Technical Validation

Quality of extracted gDNA was detected by agarose gel electrophoresis (a main band at 20 kb) and Nanodrop spectrophotometer (Thermo Fisher Scientific, USA). The quality of the isolation met the standards that OD260/280 value ranges from 1.8 to 2.0, and OD260/230 is between 2.0–2.2. Quality of extracted RNA was examined by a 2100 Bioanalyzer (RIN > 7.0, 28 S/18 S > 1.0; Agilent Technologies, USA).

Reeve’s moray eel has 21 pairs of chromosomes (Chr) whereas most freshwater eels have only 19 pairs, which is evidenced by both karyotypic observation and genomic sequencing14,65,66,67. We therefore performed a chromosomal synteny analysis using the JCVI package68. Our plot shows that European eel and American eel had perfect one-to-one correspondences among their chromosomes (Fig. 5), and Reeve’s moray eel showed a generally conserved chromosomal synteny although with a few large fragmental exchanges.
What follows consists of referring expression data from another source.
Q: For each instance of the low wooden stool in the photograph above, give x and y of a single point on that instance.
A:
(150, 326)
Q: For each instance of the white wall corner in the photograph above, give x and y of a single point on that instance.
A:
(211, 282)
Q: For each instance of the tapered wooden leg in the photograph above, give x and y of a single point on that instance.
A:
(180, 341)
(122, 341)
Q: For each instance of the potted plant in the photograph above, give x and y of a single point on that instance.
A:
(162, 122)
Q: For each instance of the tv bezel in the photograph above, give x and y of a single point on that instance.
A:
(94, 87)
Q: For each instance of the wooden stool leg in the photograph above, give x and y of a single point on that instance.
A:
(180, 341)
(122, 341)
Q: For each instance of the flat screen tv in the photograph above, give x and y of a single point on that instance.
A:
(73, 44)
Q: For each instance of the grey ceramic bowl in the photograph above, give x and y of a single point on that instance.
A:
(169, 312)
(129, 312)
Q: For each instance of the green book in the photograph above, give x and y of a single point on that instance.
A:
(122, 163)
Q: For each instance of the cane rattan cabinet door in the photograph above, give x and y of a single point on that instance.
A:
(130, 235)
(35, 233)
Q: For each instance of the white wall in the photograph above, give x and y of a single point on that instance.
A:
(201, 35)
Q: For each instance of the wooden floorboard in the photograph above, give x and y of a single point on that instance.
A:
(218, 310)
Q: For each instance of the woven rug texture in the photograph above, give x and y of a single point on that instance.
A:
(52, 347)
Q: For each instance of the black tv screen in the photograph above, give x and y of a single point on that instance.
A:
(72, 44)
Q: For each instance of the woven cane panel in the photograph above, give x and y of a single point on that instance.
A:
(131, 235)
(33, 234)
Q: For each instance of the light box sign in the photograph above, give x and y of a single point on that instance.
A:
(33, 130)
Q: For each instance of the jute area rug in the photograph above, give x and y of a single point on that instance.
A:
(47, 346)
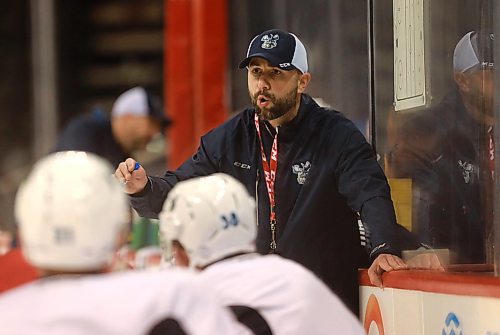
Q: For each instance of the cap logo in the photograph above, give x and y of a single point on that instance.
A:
(269, 41)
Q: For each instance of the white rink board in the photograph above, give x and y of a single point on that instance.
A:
(416, 312)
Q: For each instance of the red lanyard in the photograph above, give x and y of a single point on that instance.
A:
(270, 174)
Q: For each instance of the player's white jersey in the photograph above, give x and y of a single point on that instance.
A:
(288, 296)
(122, 303)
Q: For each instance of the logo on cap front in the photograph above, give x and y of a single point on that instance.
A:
(269, 41)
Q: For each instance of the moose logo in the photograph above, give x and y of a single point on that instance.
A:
(269, 41)
(301, 170)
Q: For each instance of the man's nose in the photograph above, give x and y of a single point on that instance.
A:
(263, 83)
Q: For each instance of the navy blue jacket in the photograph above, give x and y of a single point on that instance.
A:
(92, 133)
(327, 173)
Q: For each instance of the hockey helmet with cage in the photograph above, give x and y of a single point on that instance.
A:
(212, 217)
(70, 212)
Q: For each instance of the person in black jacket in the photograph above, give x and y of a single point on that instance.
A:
(316, 181)
(136, 117)
(448, 151)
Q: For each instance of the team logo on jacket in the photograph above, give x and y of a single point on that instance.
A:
(301, 170)
(269, 41)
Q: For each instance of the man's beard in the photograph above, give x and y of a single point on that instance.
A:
(280, 106)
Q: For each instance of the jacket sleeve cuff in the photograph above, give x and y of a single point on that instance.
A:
(146, 190)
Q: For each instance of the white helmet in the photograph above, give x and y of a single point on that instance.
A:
(211, 217)
(71, 211)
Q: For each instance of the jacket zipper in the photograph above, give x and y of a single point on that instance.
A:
(257, 196)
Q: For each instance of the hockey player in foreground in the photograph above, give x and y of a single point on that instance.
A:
(71, 214)
(209, 224)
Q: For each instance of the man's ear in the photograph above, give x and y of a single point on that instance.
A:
(304, 80)
(462, 81)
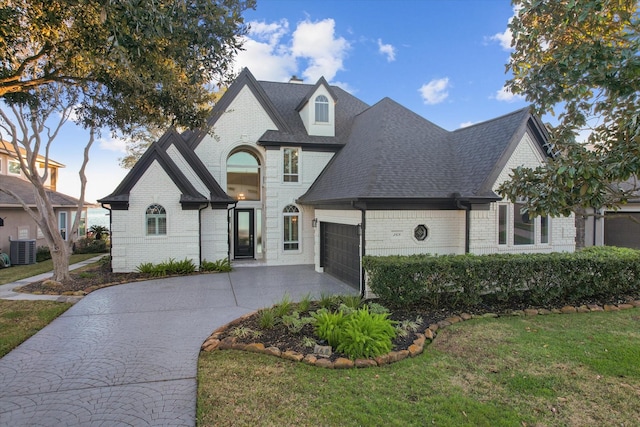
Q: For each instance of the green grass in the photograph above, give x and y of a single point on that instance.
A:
(18, 272)
(21, 319)
(556, 370)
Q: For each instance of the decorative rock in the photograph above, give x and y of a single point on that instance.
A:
(292, 355)
(310, 359)
(343, 363)
(324, 363)
(210, 344)
(227, 343)
(396, 356)
(365, 363)
(419, 340)
(444, 323)
(256, 347)
(273, 351)
(383, 359)
(428, 334)
(415, 350)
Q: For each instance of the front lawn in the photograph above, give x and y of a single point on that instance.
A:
(21, 319)
(18, 272)
(578, 369)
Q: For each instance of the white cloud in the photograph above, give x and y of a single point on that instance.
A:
(316, 42)
(113, 144)
(271, 54)
(388, 50)
(506, 95)
(435, 91)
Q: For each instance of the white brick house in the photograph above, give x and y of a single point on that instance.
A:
(290, 173)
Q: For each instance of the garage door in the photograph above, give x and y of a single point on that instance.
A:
(620, 230)
(340, 252)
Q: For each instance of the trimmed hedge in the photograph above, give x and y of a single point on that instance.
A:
(538, 279)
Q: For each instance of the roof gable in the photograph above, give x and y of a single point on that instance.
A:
(158, 152)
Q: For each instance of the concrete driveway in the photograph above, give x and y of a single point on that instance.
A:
(127, 355)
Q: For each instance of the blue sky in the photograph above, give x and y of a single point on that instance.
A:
(445, 60)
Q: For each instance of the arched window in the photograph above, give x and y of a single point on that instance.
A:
(291, 228)
(322, 109)
(156, 217)
(243, 176)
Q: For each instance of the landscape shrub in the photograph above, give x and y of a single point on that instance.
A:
(43, 253)
(221, 265)
(536, 279)
(89, 245)
(171, 267)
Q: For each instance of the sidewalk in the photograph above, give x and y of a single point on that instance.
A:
(6, 291)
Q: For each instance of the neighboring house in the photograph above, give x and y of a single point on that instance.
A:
(15, 222)
(293, 173)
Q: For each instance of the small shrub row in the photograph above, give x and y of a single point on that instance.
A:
(537, 279)
(186, 266)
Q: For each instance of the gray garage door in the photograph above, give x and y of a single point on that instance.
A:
(621, 230)
(340, 252)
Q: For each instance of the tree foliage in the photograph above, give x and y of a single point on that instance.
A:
(137, 61)
(582, 59)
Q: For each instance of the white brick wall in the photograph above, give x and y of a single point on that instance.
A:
(131, 245)
(483, 234)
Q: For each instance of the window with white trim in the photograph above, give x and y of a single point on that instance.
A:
(322, 109)
(156, 219)
(516, 228)
(291, 228)
(290, 164)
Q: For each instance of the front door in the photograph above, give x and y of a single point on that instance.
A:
(243, 235)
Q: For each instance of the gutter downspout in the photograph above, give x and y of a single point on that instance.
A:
(200, 234)
(467, 220)
(110, 237)
(229, 230)
(363, 240)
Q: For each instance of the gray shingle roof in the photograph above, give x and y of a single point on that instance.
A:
(24, 190)
(392, 153)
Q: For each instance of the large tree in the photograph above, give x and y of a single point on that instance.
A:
(114, 65)
(580, 60)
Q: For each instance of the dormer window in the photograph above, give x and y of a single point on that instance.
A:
(322, 109)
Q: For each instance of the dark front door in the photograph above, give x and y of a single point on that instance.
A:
(243, 234)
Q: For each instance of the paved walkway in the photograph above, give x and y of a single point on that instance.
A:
(127, 355)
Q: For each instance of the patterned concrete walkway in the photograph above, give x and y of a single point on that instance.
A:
(127, 355)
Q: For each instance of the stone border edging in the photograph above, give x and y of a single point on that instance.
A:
(213, 342)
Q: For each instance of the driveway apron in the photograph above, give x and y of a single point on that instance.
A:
(127, 355)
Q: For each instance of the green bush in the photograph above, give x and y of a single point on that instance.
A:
(88, 245)
(364, 334)
(221, 265)
(43, 253)
(536, 279)
(171, 267)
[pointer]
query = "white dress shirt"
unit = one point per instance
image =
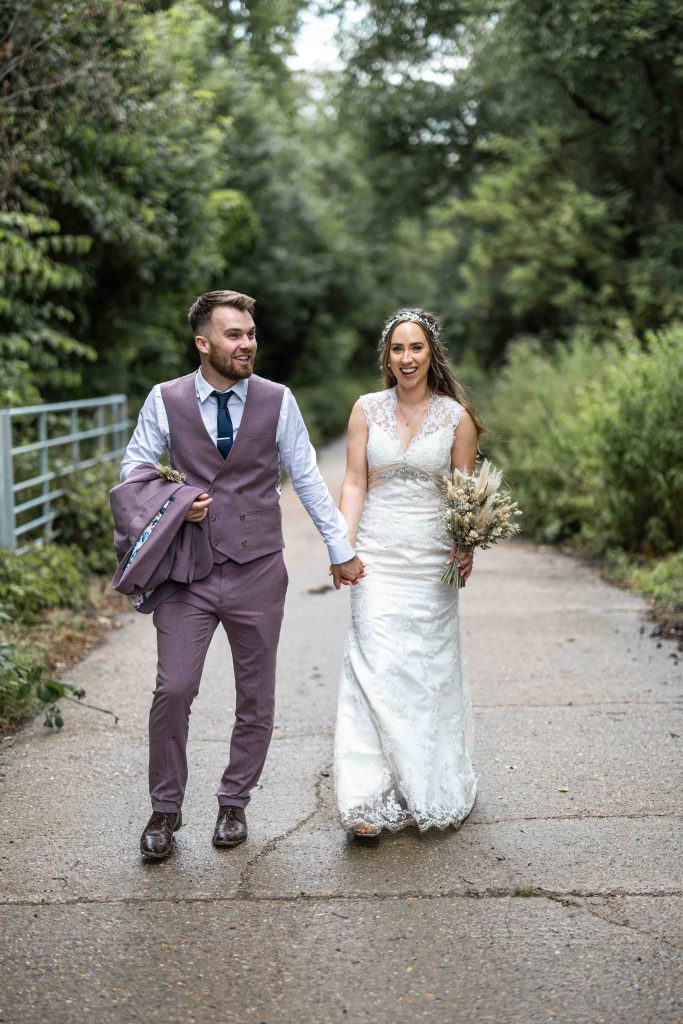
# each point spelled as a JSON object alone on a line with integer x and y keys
{"x": 151, "y": 439}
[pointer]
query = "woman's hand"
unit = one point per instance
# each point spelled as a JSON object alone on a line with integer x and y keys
{"x": 464, "y": 562}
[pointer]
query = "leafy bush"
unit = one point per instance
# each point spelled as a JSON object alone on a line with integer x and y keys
{"x": 535, "y": 435}
{"x": 41, "y": 578}
{"x": 590, "y": 437}
{"x": 85, "y": 516}
{"x": 327, "y": 407}
{"x": 658, "y": 579}
{"x": 634, "y": 462}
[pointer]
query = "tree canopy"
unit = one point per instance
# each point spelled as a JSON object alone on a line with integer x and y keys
{"x": 517, "y": 166}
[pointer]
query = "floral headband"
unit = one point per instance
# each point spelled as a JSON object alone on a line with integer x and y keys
{"x": 409, "y": 314}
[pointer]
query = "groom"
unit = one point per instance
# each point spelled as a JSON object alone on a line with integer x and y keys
{"x": 228, "y": 431}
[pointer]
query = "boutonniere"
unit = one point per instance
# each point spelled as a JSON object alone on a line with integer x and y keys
{"x": 167, "y": 473}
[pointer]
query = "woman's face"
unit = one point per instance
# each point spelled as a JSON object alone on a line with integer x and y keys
{"x": 409, "y": 355}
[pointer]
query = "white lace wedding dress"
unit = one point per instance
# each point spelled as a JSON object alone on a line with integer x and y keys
{"x": 403, "y": 738}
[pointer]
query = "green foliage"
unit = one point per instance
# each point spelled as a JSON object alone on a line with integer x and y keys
{"x": 326, "y": 408}
{"x": 633, "y": 466}
{"x": 536, "y": 151}
{"x": 658, "y": 579}
{"x": 45, "y": 577}
{"x": 85, "y": 518}
{"x": 26, "y": 686}
{"x": 535, "y": 434}
{"x": 591, "y": 440}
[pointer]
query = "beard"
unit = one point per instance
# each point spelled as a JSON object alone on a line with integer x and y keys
{"x": 228, "y": 367}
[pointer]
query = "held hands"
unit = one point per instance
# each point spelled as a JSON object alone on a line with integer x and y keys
{"x": 347, "y": 573}
{"x": 464, "y": 561}
{"x": 198, "y": 510}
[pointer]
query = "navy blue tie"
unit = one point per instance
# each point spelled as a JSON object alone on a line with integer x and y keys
{"x": 223, "y": 423}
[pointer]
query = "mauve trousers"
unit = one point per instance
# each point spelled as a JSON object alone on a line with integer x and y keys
{"x": 248, "y": 600}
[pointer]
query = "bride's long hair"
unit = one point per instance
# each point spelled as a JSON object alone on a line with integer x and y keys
{"x": 440, "y": 379}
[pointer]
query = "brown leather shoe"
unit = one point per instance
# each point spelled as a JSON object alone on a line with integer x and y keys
{"x": 230, "y": 827}
{"x": 157, "y": 839}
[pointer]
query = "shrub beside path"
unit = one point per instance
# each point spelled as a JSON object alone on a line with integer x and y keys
{"x": 558, "y": 900}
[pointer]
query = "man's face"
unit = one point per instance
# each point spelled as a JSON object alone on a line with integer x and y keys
{"x": 228, "y": 345}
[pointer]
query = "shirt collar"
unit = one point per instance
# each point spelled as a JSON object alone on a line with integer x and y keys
{"x": 204, "y": 389}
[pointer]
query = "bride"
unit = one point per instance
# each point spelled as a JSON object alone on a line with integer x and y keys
{"x": 403, "y": 738}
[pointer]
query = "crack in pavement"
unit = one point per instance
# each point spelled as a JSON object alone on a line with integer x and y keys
{"x": 244, "y": 888}
{"x": 564, "y": 898}
{"x": 593, "y": 911}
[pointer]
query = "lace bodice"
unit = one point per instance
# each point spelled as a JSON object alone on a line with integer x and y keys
{"x": 428, "y": 452}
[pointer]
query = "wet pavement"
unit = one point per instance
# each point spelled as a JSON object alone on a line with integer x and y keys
{"x": 559, "y": 899}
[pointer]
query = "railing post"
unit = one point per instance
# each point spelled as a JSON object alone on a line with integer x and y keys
{"x": 7, "y": 539}
{"x": 44, "y": 471}
{"x": 75, "y": 445}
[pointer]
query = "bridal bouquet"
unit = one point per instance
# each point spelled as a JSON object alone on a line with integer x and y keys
{"x": 478, "y": 512}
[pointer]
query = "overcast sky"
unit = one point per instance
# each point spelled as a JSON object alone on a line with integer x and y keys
{"x": 316, "y": 49}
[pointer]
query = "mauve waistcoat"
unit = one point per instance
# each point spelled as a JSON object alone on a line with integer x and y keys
{"x": 244, "y": 520}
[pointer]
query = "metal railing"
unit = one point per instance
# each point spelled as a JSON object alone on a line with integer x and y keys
{"x": 41, "y": 445}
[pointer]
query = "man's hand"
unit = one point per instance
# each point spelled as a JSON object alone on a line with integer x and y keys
{"x": 348, "y": 572}
{"x": 198, "y": 510}
{"x": 464, "y": 562}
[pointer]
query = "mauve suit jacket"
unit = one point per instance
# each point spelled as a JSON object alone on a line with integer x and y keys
{"x": 175, "y": 553}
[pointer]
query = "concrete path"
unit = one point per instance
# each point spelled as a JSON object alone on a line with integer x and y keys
{"x": 558, "y": 900}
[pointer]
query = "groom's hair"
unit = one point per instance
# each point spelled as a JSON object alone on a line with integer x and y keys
{"x": 199, "y": 313}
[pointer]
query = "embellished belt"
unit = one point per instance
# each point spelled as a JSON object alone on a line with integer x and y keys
{"x": 401, "y": 471}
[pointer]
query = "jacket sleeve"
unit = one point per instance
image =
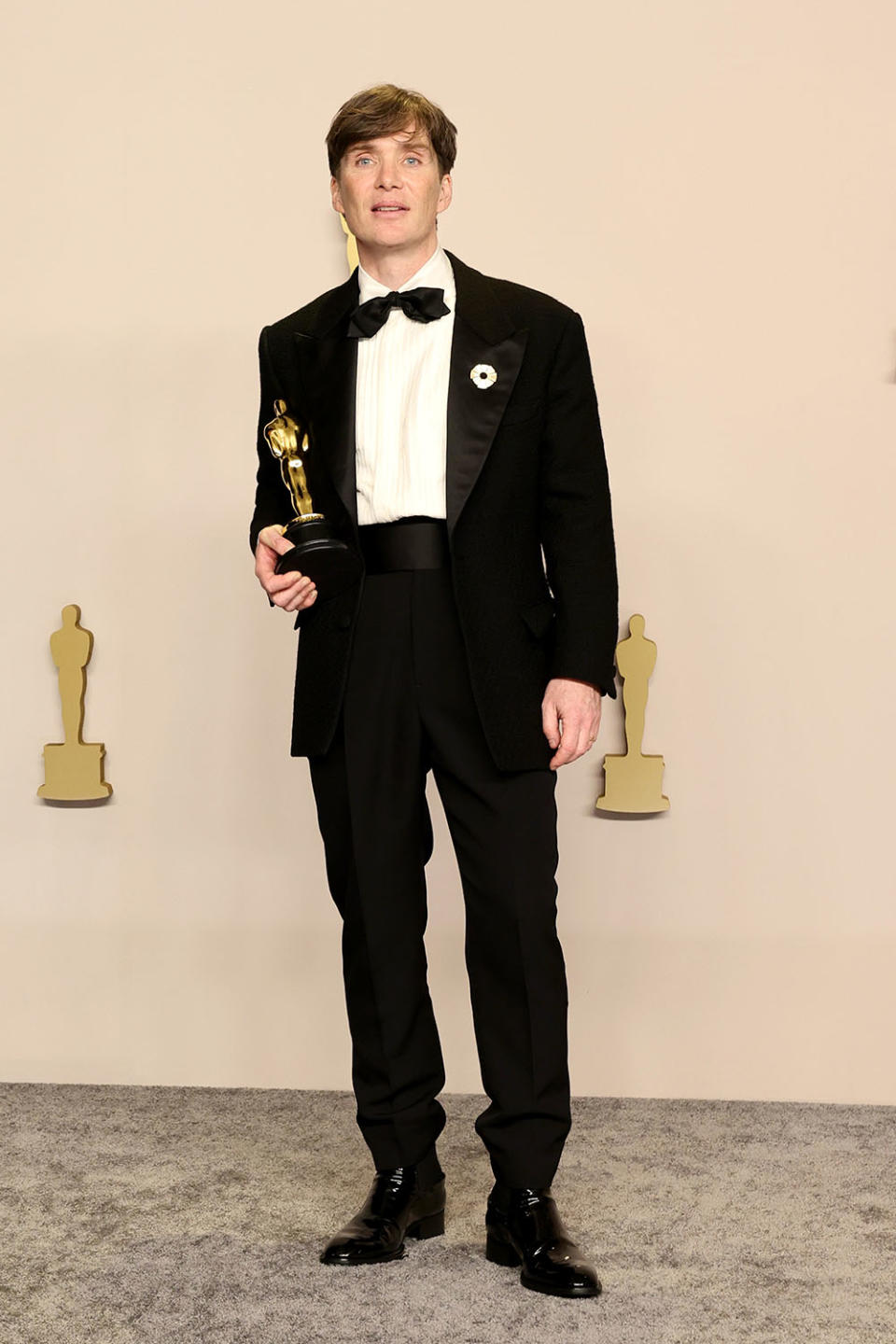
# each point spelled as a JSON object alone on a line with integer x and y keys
{"x": 272, "y": 497}
{"x": 577, "y": 521}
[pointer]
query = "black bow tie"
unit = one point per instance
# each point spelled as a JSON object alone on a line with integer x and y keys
{"x": 421, "y": 305}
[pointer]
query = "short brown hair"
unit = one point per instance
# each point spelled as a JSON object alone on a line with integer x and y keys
{"x": 383, "y": 110}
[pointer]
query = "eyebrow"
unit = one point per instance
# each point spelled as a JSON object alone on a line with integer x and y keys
{"x": 357, "y": 149}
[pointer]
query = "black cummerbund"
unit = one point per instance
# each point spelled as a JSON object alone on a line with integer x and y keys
{"x": 410, "y": 543}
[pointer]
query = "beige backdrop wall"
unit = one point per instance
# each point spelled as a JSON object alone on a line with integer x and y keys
{"x": 711, "y": 186}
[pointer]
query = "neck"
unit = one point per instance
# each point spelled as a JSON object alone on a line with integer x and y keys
{"x": 391, "y": 265}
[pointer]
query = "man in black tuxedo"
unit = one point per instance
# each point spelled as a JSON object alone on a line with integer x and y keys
{"x": 455, "y": 443}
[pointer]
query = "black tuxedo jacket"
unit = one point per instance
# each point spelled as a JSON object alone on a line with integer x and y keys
{"x": 525, "y": 475}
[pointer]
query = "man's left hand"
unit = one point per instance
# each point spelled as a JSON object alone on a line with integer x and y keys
{"x": 569, "y": 718}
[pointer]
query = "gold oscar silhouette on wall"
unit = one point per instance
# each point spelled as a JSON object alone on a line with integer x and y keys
{"x": 633, "y": 782}
{"x": 73, "y": 769}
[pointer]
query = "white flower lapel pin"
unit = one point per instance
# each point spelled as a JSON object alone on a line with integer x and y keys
{"x": 483, "y": 375}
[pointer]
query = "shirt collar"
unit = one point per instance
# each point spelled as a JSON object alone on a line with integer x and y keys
{"x": 436, "y": 273}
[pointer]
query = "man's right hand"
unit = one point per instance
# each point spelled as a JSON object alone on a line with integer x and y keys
{"x": 293, "y": 592}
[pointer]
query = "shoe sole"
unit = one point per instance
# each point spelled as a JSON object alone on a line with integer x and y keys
{"x": 421, "y": 1230}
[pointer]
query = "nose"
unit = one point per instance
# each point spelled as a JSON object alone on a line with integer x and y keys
{"x": 390, "y": 173}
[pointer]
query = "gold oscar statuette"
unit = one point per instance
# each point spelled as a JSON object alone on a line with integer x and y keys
{"x": 327, "y": 559}
{"x": 73, "y": 769}
{"x": 635, "y": 781}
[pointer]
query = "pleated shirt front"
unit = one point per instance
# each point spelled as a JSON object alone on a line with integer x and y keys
{"x": 400, "y": 403}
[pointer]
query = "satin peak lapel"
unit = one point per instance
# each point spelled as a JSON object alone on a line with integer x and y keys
{"x": 483, "y": 333}
{"x": 329, "y": 369}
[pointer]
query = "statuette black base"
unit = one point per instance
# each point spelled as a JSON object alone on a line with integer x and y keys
{"x": 329, "y": 562}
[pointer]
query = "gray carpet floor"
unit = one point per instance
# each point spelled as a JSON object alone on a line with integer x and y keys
{"x": 191, "y": 1214}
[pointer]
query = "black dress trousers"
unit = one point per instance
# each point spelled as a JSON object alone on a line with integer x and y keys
{"x": 407, "y": 708}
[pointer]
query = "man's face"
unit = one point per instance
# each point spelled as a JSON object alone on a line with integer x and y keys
{"x": 391, "y": 189}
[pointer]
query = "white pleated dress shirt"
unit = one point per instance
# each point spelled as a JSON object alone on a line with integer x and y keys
{"x": 400, "y": 403}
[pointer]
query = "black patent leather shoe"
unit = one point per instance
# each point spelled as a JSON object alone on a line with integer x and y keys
{"x": 525, "y": 1227}
{"x": 395, "y": 1209}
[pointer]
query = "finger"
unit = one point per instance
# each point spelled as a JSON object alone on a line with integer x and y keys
{"x": 274, "y": 540}
{"x": 551, "y": 723}
{"x": 562, "y": 757}
{"x": 297, "y": 589}
{"x": 305, "y": 599}
{"x": 278, "y": 582}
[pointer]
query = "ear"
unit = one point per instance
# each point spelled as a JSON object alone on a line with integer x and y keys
{"x": 445, "y": 194}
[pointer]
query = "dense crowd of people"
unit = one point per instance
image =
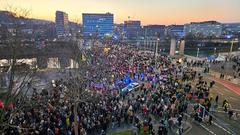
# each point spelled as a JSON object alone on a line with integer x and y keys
{"x": 166, "y": 92}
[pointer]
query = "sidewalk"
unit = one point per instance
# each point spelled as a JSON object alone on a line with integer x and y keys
{"x": 231, "y": 86}
{"x": 227, "y": 77}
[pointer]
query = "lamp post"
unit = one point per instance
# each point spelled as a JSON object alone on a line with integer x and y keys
{"x": 156, "y": 52}
{"x": 198, "y": 52}
{"x": 215, "y": 51}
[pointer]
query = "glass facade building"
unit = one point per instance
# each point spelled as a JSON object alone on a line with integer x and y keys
{"x": 97, "y": 24}
{"x": 132, "y": 29}
{"x": 61, "y": 20}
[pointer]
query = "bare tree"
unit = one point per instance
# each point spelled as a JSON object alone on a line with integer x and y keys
{"x": 18, "y": 83}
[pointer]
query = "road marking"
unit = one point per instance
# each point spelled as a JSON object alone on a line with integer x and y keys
{"x": 234, "y": 98}
{"x": 222, "y": 128}
{"x": 237, "y": 110}
{"x": 207, "y": 129}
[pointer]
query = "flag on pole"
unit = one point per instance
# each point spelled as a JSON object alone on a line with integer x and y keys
{"x": 83, "y": 58}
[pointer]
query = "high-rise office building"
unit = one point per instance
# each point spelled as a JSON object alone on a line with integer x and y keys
{"x": 132, "y": 29}
{"x": 97, "y": 24}
{"x": 176, "y": 31}
{"x": 232, "y": 28}
{"x": 204, "y": 29}
{"x": 154, "y": 30}
{"x": 61, "y": 20}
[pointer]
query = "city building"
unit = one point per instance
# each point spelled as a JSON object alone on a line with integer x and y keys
{"x": 231, "y": 29}
{"x": 132, "y": 29}
{"x": 154, "y": 31}
{"x": 203, "y": 29}
{"x": 97, "y": 25}
{"x": 176, "y": 31}
{"x": 61, "y": 20}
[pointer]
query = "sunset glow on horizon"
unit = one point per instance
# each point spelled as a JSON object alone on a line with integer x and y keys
{"x": 147, "y": 11}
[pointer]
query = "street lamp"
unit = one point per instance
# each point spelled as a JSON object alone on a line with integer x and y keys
{"x": 197, "y": 52}
{"x": 156, "y": 52}
{"x": 234, "y": 40}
For example, both Chr2 and Chr3 in American eel and European eel correspond to two chromosomes (10 & 20, and 14 & 18, respectively) of Reeve’s moray eel. In addition, part of the Chr5 fused to the end of the Chr13 (American eel) or Chr12 (European eel) of the freshwater eels, forming Chr2 in the Reeve’s moray eel, and the other half of the Chr5 was preserved as a single chromosome (Chr17) in moray eel, presenting a two-to-two synteny pattern (Fig. 6). The chromosome synteny analysis implies that there is generally conserved chromosomal synteny between moray eel and freshwater eels, but a few fissions and fusions happened after their divergence, leading to 21 and 19 pairs of chromosomes in the two lineages respectively14.

Fig. 6
figure 6

A synteny analysis of the chromosomes between Reeve’s moray eel and freshwater eels. Chromosomes are ordered from the longest to the shortest. Major reorganizations between Reeve’s moray eel and the freshwater eels are colorized.